Ramesh Raja
On 1st March 2026, Dr. Rahim Bux Bhatti celebrates eighty years of a life dedicated not to personal comfort, but to the service of others. Born on 1 March 1946 in Village Ghulam Muhammad Bhatti near Gambat, to Arbab Ali Bhatti, he rose from humble beginnings to become one of Pakistan’s most respected medical leaders. From my own village, Sant Nagar, just a kilometer away, his journey has always felt close to home. My late father, AnjahaniKaloo Mal, often spoke of a young doctor working with meager resources but unlimited resolve a young man who would go on to transform the destiny of Gambat.
Dr. Bhatti’s early years were marked by discipline, determination, and an unwavering sense of purpose. After completing his medical education at Liaquat Medical College, University of Sindh, he joined the Pakistan Army in 1971 as a Medical Officer and rose to Captain. Those formative years instilled in him resilience, focus, and administrative skill; qualities that would define his entire career. By 1974, he was serving at a small dispensary in Gambat, a modest beginning that would one day become a national landmark.

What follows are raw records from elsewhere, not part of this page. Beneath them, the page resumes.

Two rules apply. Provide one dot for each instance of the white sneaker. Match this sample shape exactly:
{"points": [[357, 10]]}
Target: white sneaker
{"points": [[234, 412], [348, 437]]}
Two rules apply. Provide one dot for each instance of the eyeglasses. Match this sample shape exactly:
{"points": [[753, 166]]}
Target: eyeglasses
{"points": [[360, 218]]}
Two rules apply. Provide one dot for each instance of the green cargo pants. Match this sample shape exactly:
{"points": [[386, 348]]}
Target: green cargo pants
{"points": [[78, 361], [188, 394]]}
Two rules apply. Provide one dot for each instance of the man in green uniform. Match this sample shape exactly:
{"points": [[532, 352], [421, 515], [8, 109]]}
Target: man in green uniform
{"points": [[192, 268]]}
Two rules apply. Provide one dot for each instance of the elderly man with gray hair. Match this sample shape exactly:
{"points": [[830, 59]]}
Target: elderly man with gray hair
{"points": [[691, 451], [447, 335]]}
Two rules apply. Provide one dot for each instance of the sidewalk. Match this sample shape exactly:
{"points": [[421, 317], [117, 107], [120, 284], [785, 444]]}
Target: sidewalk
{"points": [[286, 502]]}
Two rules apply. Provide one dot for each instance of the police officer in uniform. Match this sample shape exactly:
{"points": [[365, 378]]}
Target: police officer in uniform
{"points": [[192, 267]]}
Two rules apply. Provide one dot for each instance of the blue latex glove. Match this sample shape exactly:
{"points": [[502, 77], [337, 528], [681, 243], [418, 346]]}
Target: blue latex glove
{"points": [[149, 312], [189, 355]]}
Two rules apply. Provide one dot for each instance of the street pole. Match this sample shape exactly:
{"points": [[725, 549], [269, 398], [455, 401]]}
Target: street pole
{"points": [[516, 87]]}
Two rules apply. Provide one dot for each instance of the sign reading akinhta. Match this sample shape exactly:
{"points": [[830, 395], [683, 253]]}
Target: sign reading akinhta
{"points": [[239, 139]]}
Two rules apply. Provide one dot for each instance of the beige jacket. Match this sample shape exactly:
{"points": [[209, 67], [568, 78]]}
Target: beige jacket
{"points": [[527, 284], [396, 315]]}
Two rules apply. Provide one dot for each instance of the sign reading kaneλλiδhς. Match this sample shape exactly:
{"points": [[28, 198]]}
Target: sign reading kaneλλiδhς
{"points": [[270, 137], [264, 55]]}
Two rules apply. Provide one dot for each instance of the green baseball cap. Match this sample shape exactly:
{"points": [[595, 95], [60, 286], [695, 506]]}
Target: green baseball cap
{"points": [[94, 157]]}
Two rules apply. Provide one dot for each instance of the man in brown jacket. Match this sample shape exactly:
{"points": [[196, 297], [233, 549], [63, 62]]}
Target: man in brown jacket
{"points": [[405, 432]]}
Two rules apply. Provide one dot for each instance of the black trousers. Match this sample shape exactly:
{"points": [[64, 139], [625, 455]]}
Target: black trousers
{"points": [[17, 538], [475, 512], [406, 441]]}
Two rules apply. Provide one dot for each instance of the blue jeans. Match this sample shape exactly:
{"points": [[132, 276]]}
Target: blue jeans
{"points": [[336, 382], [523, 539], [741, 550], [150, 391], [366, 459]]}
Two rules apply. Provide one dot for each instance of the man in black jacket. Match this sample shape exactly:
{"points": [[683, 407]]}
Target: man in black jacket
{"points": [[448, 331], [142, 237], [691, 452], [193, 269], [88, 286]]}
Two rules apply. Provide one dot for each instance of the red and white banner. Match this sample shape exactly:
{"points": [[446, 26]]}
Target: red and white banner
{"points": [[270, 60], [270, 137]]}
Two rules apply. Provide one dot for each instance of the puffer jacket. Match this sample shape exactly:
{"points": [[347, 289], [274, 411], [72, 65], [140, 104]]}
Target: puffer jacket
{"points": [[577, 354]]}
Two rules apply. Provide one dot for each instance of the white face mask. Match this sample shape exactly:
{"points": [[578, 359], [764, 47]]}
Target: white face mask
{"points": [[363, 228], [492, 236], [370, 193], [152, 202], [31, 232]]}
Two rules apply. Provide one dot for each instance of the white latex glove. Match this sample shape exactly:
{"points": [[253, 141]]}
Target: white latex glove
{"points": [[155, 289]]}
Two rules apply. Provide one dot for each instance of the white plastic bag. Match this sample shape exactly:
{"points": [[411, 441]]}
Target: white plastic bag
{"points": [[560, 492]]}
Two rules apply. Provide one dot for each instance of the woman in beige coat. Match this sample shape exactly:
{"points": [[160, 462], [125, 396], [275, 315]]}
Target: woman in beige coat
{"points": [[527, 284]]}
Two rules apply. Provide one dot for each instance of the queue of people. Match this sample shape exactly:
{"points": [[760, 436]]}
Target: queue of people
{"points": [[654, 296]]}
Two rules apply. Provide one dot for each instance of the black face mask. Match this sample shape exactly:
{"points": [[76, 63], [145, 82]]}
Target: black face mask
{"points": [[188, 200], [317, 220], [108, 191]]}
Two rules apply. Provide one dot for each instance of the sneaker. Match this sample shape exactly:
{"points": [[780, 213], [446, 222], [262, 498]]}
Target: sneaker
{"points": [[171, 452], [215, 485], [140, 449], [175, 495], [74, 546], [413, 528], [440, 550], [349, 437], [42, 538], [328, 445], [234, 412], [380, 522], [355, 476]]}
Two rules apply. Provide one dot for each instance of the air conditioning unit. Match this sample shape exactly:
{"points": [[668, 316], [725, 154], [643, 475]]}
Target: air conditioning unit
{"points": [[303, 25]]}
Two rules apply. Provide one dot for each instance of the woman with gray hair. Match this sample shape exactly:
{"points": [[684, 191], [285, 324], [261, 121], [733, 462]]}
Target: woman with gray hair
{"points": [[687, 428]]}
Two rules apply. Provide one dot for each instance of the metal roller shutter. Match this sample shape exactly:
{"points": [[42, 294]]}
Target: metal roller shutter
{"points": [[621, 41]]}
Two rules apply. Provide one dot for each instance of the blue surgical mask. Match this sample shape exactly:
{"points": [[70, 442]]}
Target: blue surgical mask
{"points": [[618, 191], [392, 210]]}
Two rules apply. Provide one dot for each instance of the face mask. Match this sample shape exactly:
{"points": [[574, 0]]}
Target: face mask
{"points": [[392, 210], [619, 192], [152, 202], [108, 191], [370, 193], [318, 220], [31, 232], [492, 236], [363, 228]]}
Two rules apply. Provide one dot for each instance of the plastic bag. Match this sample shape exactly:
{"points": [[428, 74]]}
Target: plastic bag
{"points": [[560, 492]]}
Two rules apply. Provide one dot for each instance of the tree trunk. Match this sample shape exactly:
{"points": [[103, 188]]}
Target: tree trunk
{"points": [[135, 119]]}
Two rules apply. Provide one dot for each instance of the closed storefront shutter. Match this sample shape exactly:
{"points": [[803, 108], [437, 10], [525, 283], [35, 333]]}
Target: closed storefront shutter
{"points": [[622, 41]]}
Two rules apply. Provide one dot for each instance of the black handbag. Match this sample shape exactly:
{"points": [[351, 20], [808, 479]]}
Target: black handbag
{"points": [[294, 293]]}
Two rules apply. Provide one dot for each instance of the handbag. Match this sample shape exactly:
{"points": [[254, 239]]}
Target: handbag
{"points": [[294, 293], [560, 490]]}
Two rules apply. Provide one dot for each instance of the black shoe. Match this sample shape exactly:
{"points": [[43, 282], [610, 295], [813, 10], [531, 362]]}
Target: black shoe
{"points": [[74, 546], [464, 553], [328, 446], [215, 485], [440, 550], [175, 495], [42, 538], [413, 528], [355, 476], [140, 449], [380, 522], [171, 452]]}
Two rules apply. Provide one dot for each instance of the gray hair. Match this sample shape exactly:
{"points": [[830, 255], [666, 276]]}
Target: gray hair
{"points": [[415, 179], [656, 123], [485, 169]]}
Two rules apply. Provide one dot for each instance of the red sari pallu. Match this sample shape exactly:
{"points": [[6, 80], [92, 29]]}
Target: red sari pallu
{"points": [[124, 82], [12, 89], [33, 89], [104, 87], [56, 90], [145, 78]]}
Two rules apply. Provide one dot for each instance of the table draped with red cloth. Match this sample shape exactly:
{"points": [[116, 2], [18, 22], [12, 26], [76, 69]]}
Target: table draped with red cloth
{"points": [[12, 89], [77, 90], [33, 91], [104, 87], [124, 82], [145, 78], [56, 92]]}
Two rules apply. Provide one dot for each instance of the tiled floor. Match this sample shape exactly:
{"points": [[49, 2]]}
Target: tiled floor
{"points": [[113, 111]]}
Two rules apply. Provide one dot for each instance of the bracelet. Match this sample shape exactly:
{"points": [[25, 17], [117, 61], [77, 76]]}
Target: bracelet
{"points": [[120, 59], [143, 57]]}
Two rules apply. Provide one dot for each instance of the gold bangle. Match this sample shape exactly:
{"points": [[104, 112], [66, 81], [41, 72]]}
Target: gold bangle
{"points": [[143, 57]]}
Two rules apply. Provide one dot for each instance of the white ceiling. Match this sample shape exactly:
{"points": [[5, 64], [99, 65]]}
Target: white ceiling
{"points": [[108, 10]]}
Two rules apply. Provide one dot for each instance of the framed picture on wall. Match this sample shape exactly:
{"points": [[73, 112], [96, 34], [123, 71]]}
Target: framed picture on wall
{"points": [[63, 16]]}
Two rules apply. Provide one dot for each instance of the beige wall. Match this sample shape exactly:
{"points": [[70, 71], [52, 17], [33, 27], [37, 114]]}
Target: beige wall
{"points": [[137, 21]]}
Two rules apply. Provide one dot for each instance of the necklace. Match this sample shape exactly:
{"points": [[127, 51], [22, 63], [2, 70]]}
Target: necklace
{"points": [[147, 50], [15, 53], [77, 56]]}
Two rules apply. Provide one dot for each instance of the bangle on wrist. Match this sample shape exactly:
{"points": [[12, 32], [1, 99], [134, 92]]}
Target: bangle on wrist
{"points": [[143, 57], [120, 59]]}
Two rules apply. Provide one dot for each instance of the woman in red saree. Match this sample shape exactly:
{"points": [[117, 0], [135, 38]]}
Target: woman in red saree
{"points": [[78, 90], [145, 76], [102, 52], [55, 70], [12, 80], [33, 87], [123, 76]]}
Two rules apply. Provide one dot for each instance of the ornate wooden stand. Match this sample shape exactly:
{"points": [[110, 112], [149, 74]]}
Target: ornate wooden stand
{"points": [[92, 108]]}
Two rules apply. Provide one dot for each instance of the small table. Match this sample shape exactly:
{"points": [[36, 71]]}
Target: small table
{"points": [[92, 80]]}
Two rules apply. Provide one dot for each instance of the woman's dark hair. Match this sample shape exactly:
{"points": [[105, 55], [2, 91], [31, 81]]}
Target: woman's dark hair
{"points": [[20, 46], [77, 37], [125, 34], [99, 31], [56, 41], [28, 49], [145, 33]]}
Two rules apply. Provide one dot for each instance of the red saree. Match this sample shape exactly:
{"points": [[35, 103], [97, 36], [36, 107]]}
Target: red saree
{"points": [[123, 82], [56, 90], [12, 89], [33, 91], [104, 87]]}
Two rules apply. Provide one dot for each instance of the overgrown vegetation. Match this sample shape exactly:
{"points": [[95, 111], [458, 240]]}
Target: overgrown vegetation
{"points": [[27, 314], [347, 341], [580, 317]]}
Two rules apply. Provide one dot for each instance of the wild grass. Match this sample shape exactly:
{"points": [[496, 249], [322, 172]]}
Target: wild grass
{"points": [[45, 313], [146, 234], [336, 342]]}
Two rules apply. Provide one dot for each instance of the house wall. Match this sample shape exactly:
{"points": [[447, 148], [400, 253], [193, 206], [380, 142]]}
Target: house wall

The Gambat Institute of Medical Sciences (GIMS) is the embodiment of Dr. Bhatti’s vision. What started as a simple health facility has grown into one of Pakistan’s most advanced public-sector hospitals, offering Liver, Kidney, Bone Marrow, Corneal, and even Lung transplants, along with modern ICUs, specialized surgical theaters, and advanced departments in Cardiology, Orthopedics, Oncology, and Nuclear Medicine. Patients from across Pakistan and even Afghanistan; come seeking care, many receiving treatment entirely free. GIMS has become a true sanctuary of hope, standing shoulder to shoulder with Pakistan’s most pioneering institutions.
Dr. Bhatti’s vision goes beyond surgery. He established Pakistan’s first public-sector pharmaceutical facility within GIMS, producing quality medicines at affordable cost, while nurturing postgraduate medical education, Nursing, and Allied Health programs. Research, patient support, and facilities for families traveling from afar reflect his belief that healthcare must be advanced, accessible, and humane. His goal has never been personal recognition; he builds institutions that endure, systems that last, and hope that spreads.
A man of action, not words, Dr. Bhatti is disciplined, resolute, and visionary. Sometimes strict, always focused, he transformed a modest dispensary into a beacon of life-saving medicine. Yet even today, GIMS has room to grow; to be even more welcoming to the underprivileged, a gentle reminder that progress is continuous and inclusivity must remain central.
Gambat, a town of educated and cultured families, now carries a stronger identity through GIMS, inseparable from Dr. Bhatti’s name. From a small dispensary in 1974 to a multi-organ transplant center in 2026, his journey proves the extraordinary power of one determined individual. At eighty, his legacy lives not in buildings or titles, but in thousands of lives saved, families spared from financial ruin, and young doctors shaped by his system. He did not leave Sindh to seek greatness; he chose to stay; and in staying, he brought greatness to Gambat.
On his 80th birthday, we celebrate not just a surgeon, but a visionary, a builder of hope, and a man whose life continues to transform a community. Dr. Rahim Bux Bhatti planted hope in Gambat and that hope now belongs to generations.